As families get ready to wrap up the school year and prepare for another Wisconsin summer, a new report highlights troubling facts about the future of public education in the state under Scott Walker.
The U.S. Census Bureau reported last month that spending on public elementary and secondary schools declined by $5 billion nationally in 2012, the first time since 1977 expenditures have fallen.
According to the report, Wisconsin spent less per pupil in 2012 than at any point during the previous decade — the largest drop in the country. Spending per pupil fell 6.2 percent from $11,774 to $11,042.
Wisconsin has always been recognized for its excellence in education, but Scott Walker’s radical budget cuts show that he no longer values the kind of investments in public education that made Wisconsin a national leader in educating the workforce of the 21st century.
Scott Walker and his Republican Party undermined education and our economy by issuing the largest cut to public education in Wisconsin’s history, slashing $800 million in K-12 education funding and claiming it was necessary to balance the budget. At the same time they increased taxpayer funding to unprecedented levels for unaccountable voucher schools, creating a secondary and unsustainable education system that serves only as an expensive entitlement program.
Investing in K-12 education is one of the best ways to cultivate our state’s future and allow more families the chance to achieve the American Dream.
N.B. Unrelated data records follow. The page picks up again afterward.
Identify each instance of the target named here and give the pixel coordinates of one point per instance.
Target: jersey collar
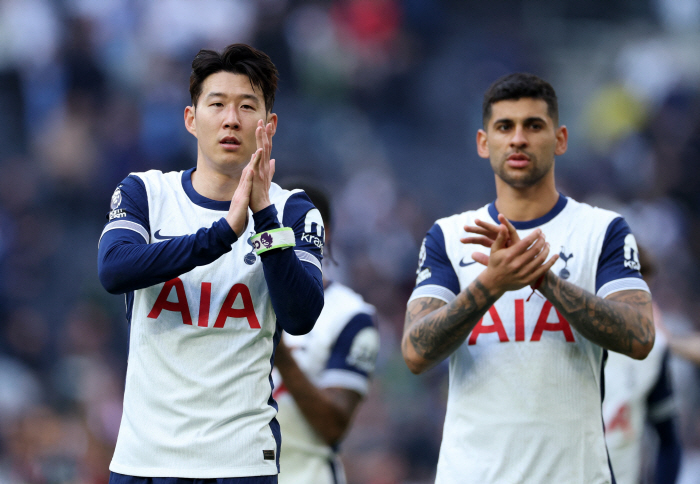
(531, 224)
(198, 199)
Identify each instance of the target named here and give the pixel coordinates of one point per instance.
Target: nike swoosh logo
(163, 237)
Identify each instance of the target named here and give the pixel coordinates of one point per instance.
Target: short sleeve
(618, 264)
(435, 276)
(129, 208)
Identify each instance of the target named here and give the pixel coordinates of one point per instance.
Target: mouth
(518, 160)
(230, 142)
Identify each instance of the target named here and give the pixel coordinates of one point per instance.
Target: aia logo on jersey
(238, 292)
(541, 326)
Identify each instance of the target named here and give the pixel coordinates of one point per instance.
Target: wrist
(490, 284)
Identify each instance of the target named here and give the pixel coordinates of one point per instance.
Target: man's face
(225, 119)
(521, 140)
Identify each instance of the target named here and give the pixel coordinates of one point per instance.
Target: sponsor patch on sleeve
(116, 198)
(423, 275)
(118, 213)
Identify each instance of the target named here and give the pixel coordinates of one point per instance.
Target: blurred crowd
(379, 102)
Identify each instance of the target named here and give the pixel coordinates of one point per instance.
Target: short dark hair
(519, 85)
(237, 59)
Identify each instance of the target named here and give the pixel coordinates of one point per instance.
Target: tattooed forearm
(622, 322)
(433, 329)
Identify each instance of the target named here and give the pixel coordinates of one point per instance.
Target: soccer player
(526, 381)
(638, 393)
(215, 262)
(323, 376)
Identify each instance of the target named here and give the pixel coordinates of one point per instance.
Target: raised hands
(254, 186)
(262, 166)
(513, 263)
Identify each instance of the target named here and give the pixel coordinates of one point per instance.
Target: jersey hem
(433, 290)
(251, 471)
(626, 284)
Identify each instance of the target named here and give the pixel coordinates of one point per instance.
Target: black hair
(237, 59)
(520, 85)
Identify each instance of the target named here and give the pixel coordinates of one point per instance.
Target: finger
(255, 158)
(487, 226)
(538, 260)
(485, 241)
(514, 237)
(244, 185)
(481, 231)
(481, 258)
(500, 241)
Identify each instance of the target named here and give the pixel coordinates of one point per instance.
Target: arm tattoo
(622, 322)
(435, 330)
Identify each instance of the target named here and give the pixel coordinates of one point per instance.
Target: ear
(482, 146)
(272, 118)
(562, 135)
(190, 120)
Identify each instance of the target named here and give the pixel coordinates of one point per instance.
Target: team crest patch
(116, 199)
(423, 275)
(564, 273)
(421, 257)
(266, 240)
(250, 257)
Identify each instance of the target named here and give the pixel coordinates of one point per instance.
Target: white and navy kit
(638, 393)
(340, 352)
(205, 313)
(525, 389)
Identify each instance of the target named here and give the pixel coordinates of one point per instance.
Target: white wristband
(273, 239)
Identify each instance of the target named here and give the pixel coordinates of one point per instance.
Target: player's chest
(576, 262)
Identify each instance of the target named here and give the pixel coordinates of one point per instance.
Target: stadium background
(379, 100)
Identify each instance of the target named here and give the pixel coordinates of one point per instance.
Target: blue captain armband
(273, 239)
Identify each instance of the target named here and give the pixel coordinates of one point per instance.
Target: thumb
(481, 258)
(501, 239)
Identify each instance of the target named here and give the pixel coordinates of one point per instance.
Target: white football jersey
(197, 399)
(524, 401)
(340, 352)
(636, 392)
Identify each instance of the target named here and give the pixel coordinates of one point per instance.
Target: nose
(518, 139)
(231, 120)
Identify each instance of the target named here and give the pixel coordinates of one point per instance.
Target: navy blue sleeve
(434, 266)
(619, 258)
(341, 357)
(296, 286)
(127, 262)
(668, 460)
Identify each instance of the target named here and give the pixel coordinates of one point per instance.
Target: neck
(525, 204)
(213, 183)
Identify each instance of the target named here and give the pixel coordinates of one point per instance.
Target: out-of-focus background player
(639, 396)
(323, 376)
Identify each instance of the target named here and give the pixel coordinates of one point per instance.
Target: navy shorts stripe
(115, 478)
That’s why Mary Burke plans to ‘Invest for Success’ and put money into our schools. Burke believes Wisconsin schools can be among the best in the nation, but historic cuts aren’t the way to get us there.
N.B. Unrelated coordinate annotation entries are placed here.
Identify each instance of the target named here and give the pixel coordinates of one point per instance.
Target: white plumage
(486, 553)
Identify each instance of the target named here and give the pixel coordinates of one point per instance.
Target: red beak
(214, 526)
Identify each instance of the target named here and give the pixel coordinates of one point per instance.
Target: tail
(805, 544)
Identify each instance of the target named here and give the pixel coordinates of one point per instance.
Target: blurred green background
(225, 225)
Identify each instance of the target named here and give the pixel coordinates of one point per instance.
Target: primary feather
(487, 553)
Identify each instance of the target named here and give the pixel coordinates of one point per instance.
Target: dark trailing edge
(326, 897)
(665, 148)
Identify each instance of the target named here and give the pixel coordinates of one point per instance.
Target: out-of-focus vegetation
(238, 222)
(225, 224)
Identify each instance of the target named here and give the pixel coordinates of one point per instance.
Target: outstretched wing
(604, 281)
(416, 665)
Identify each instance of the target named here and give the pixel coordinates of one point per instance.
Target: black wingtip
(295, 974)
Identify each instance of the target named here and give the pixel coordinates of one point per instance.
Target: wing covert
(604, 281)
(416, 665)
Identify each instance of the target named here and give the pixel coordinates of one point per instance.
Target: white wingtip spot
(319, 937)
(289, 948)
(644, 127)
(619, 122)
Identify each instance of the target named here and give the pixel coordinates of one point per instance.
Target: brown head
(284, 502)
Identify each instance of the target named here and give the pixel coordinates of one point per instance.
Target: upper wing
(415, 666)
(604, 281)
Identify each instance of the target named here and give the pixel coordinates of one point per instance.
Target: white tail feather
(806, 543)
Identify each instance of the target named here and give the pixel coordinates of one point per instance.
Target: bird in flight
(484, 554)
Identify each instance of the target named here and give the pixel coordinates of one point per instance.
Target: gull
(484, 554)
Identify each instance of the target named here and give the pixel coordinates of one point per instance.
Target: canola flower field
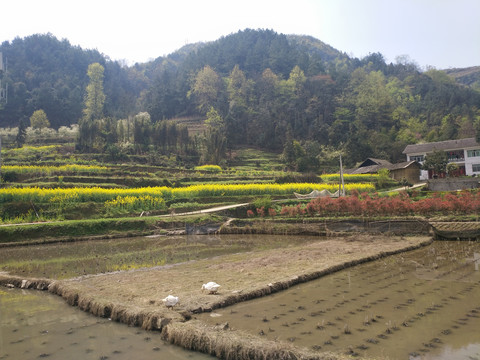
(98, 194)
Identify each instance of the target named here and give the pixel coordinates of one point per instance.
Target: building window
(473, 153)
(417, 158)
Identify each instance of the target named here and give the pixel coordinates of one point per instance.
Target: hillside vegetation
(287, 94)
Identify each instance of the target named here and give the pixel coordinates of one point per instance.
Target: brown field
(134, 297)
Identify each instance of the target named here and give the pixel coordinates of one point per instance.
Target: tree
(39, 120)
(95, 97)
(88, 126)
(21, 134)
(206, 89)
(215, 140)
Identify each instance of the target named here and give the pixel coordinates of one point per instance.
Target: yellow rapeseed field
(97, 194)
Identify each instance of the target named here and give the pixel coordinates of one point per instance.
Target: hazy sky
(439, 33)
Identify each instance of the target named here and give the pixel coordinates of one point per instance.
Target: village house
(463, 152)
(407, 170)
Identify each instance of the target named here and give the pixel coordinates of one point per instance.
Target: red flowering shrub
(466, 202)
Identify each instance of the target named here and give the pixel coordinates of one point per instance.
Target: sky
(431, 33)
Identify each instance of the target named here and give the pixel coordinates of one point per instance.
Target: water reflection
(418, 305)
(37, 325)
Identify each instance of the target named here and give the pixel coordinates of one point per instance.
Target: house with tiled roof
(463, 152)
(408, 170)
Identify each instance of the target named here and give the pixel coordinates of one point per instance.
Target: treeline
(290, 94)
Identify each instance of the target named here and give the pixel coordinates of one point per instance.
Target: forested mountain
(287, 93)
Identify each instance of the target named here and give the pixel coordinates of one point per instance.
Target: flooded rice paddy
(424, 304)
(37, 324)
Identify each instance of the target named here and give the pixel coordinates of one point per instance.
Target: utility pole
(3, 82)
(3, 97)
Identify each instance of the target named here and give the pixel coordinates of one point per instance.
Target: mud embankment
(134, 297)
(328, 227)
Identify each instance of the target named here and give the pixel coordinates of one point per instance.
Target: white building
(464, 152)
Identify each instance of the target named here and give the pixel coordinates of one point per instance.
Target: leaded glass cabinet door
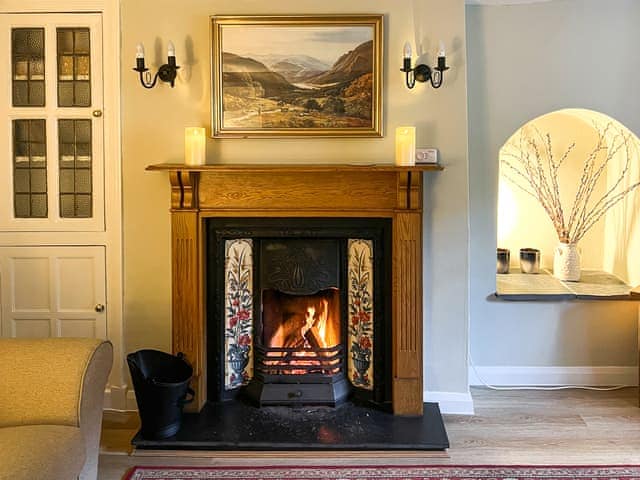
(51, 132)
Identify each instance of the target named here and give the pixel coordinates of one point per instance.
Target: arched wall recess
(572, 176)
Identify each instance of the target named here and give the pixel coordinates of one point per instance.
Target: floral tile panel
(361, 313)
(238, 315)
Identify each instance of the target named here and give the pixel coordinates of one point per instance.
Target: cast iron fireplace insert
(300, 311)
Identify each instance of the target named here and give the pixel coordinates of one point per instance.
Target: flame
(312, 344)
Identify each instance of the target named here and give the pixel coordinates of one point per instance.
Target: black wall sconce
(422, 72)
(166, 73)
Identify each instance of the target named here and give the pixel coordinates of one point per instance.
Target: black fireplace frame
(379, 230)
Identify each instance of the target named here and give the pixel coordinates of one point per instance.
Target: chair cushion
(41, 452)
(42, 380)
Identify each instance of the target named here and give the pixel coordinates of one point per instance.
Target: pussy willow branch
(532, 167)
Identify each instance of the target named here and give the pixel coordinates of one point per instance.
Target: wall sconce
(166, 73)
(422, 72)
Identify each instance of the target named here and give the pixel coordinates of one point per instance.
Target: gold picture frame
(297, 76)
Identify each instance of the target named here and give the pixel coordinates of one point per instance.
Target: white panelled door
(53, 292)
(51, 123)
(52, 166)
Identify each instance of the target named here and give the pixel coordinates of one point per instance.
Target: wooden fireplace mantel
(383, 191)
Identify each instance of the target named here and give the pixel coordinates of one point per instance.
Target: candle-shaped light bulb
(405, 146)
(442, 62)
(194, 146)
(406, 51)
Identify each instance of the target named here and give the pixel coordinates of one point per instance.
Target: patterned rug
(388, 473)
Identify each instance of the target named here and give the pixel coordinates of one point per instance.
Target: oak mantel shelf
(293, 167)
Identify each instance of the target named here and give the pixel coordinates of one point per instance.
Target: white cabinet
(53, 292)
(51, 122)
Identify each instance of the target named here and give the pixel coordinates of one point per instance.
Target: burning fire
(307, 338)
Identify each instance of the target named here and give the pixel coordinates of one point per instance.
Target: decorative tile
(361, 313)
(238, 291)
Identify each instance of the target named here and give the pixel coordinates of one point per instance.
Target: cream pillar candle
(406, 146)
(194, 146)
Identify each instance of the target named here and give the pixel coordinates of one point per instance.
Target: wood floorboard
(510, 427)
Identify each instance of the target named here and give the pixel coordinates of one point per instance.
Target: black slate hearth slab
(238, 426)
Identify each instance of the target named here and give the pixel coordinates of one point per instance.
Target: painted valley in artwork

The fate of Wisconsin rests in the hands of girls and boys from Ashford to Platteville; ensuring future generations have the skills and basic competencies to participate in our society and workforce should have been a top priority for Walker during his first term. Instead, he and Republicans chose an opposite, destructive path.
“Public education is the sharpest tool we have in the shed when it comes to creating a strong middle class in Wisconsin. That tool is being blunted by Scott Walker and Republicans who rather carry water for big special interests who seek to destroy our education system,” Democratic Party of Wisconsin Chair Mike Tate said Monday. “For so long, we invested in education and it made Wisconsin a model for the rest of the nation. It’s time we put the money back into what works for the people of our state.”